Ya no hay gente en cola alguna. Y se ha levantado un viento frío. Pasa un coche de la Policía con música adentro. Ni nos ven. Van tomando mate con una calabacita en forma de calavera. --¿Viste? -le susurro espantado. 

--Dale Negrito que se hace tarde, de nuevo mi mamá. --¿Oíste? Pero el conejo está en otra. --Se avecina una tormenta de arena -exclama con firmeza mirando hacia el sur, tapándose los ojos con sus deditos de peluche sobre las cejas. --¿Qué hay que hacer? --Nada, dejate llevar, dejate llevar… que la música te ayude… es el viento, es el viento, estamos salvados… Cerrá los ojos, no, mejor abrilos, abrilos boludo que hace horas que no parás de dormir y dormir y ya ni sabés qué día y qué hora es. ¡Vamos, movete! Hacé algo, caminá por la casa, dibujá, hacé algo pronto antes de que te encierren de nuevo en el sueño, que estás en cuarentena y no podés ni pisar la sombra de una vereda. Dale vestite, que el perro está ladrando de hambre y de miedo a los fantasmas que rascan la puerta pero no, no podrán entrar si vos no salís, chambón. 

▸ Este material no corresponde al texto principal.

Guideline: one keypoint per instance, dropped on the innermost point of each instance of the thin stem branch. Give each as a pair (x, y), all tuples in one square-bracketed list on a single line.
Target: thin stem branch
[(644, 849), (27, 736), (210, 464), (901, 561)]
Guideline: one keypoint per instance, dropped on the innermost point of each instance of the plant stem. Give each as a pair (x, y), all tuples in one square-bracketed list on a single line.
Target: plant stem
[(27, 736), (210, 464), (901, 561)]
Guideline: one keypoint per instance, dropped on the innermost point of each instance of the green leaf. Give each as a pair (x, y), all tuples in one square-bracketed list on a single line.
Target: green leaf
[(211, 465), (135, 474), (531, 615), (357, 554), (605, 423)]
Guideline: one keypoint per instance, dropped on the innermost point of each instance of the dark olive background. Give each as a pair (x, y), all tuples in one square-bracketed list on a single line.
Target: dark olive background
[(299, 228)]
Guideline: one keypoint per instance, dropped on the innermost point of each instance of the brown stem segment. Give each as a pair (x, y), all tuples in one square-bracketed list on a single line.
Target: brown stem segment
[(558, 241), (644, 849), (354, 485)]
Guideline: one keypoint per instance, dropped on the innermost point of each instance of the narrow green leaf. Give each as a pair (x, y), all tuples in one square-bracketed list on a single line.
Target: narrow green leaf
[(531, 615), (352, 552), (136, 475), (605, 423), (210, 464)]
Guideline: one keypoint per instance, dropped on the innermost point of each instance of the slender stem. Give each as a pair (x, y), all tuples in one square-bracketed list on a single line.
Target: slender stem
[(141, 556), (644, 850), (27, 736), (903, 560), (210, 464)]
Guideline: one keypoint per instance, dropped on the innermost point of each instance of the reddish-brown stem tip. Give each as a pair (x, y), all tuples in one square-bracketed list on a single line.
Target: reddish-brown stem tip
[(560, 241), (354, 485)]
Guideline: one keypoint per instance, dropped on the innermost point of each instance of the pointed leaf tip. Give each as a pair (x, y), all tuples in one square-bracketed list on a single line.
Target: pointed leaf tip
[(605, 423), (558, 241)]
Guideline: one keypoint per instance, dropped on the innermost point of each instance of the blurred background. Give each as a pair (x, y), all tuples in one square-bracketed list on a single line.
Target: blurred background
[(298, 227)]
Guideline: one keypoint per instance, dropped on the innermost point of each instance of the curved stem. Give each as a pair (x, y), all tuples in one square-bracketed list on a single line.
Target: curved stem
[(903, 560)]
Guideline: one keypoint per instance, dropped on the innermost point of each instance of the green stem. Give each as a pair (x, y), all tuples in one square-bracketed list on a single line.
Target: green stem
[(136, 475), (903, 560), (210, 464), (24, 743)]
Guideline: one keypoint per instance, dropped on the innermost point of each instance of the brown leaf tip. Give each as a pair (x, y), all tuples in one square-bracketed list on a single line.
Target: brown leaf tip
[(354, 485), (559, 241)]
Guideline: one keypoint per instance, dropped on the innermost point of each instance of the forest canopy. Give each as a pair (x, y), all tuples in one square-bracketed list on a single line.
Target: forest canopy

--¡Eh, qué cara de julepe, dale despertá de golpe y prepará café, para mí sin azúcar! 

--Vení, contemos los muertos y hagamos apuestas sobre qué país va puntero. 

--Dale negrito que ya es tarde y hace frío -me deja mi mamá un beso en la frente. 

Silvio Rodríguez ha empezado a sonar por la radio reloj en la casa de al lado. Hace semanas que no para de cantar Sueño con serpientes. Y ya me tiene bastante podrido.